Breadfruit Tostones

29 Apr

This is another of the recipes related to my Foodbuzz’s 24,24,24 April event… A Very Veggie Experiment.


Tostones in Puerto Rico are typically made from plantains… but you can make tostones also out of Breadfruits.  We call them PANA in Spanish. 

Breadfruits are very polarizing – people either love them or they hate them.  For example, my dad does not eat them at all because in Cuba, breadfruit was given as food to the pigs.  And in his mind, he could not bring himself to eat pig’s food.  However, my grandpa on my mom’s side LOVED them.  He would always make a big deal when one of the breadfruits would fall from the tree behind the house.

It’s very typical to eat breadfruit boiled in salted water, just like you would boil potatoes.  But it’s not a root vegetable… it’s a fruit that grows on a tree.  It’s weird because you treat them in the culinary sense just like you would other VIANDAS or root vegetables- potatoes, sweet potatoes, yucca, malangas, etc.  I guess it’s the same way as eating green bananas boiled too.  It is very traditional to eat them with codfish in a dish called serenata.  Now that we’re vegetarians, we enjoy them with some Tuno Antipasto on top, amongst many other preparations.


                                          pana-tree         pana

This time around we’re making them fried.  With the breadfruit tree behind my grandma’s house in full bloom and splendor,  I decided to expose Mariví’s kids to breadfruit.               



½ breadfruit
2 garlic cloves
Kosher Salt to taste
Canola Oil for frying


You make breadfruit tostones the same way you make regular tostones…

  1. First you cut the breadfruit in half and then into wedges.  Peel it and remove the center where the spongy part and seeds are.  Wash the wedges well under running water to take away any “mancha” or stickiness it may have.  Because the best breadfruits for tostones are still pretty “green” or unripe.
  2. pelando-panas-3        pelar-panas-1   pelando-panas-2
  3. Cut them into smaller pieces and fry them in canola oil under medium heat until they’re cooked inside, but not really golden.
  4. friendo-panas
  5. Flatten the breadfruit pieces using a tostonera or two plates like I use here.
  6. If you’re making them to eat right away, fry them again in the same canola oil until they’re crispy and golden brown.
  7. Sprinkle them with garlic salt and enjoy right away.


If you want to make a whole batch to freeze and save for a later time,

  1. Fry them only once, smash them and wait until they cool off a bit.  Store them in a Ziploc bag in your freezer. 
  2. tostones-de-pana This is how they look fried only once and flattened…  a bit pale, no??
  3. When you’re ready to fry them the second time,  defrost them in salted garlicky water and fry them again right before eating them.  Make sure you pat the dry a bit before frying so the oil does not splatter.

 tostones-pana-y-platano  These are breadfruit and regular plantain tostones side by side so you can notice the differences…

These breadfruit tostones were a complete hit!!!  Everyone wanted to be in the kitchen with me when I fried them and everyone gobbled them up.  Even the little ones went for the tostones first before they started on the fixed-up mac and cheese.



3 Responses to “Breadfruit Tostones”

  1. Leila May 16, 2009 at 6:23 am #

    hi, found ur blog from foodgawker…this fruit is a typical forest fruit in my country, malaysia.

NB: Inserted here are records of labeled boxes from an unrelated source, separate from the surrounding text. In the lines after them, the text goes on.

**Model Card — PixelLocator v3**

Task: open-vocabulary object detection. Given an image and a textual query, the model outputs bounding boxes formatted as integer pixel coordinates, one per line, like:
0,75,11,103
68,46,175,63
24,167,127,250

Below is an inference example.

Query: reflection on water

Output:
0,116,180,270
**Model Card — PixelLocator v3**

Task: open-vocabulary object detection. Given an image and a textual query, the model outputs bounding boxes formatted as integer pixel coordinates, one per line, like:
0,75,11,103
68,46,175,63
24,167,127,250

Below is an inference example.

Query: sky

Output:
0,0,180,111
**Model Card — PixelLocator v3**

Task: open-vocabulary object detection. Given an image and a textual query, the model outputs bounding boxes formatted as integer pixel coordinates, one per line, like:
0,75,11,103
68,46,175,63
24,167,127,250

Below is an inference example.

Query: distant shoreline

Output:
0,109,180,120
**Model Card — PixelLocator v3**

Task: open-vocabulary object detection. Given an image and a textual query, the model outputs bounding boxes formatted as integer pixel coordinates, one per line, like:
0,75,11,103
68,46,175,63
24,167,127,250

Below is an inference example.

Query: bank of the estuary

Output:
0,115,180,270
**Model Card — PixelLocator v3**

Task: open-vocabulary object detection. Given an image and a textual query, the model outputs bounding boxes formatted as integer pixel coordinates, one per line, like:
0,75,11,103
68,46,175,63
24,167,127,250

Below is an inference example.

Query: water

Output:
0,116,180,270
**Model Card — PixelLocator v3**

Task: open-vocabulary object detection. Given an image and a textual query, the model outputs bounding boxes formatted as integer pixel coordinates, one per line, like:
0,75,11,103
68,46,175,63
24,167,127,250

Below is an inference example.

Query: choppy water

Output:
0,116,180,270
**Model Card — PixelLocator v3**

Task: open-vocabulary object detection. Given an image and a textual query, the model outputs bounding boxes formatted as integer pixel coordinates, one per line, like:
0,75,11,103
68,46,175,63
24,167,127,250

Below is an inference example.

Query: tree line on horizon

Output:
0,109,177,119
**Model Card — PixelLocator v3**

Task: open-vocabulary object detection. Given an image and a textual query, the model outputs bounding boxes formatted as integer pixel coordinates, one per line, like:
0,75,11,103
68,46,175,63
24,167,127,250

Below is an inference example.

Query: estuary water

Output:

Here we call it ‘buah sukun’ and we normally fry like u did and eat it either with grated coconut or sugar. We serve it tea time. Its quite hard to find in the city coz its usually in villages/suburb area and its quite pricey..

  2. Natasha May 22, 2009 at 1:52 am #

    Hi there!
    I grew up in Trinidad where breadfruit was quite common. We typically had it in one of three ways: steamed and served with some sort of stewed meat, stuffed with salted fish, or cut thinly and fried the way you have done here. It’s funny how we appreciate things when we can’t get it; I disliked breadfruit so much while growing up but seeing your pictures made me me want some.

    KFC – I hear you… I know what’s like to crave the food of your country when you’re living abroad. I would carry a bunch of stuff with me to Chicago when I was going to school there… and my mom sent me monthly “care packages” with local produce – like plantains, batatas, yautias, etc.

  3. Nereida acosta July 31, 2016 at 2:11 pm #

    I love it When I go home to my country in Puerto Rico . I always get a chance to eat them like tostones.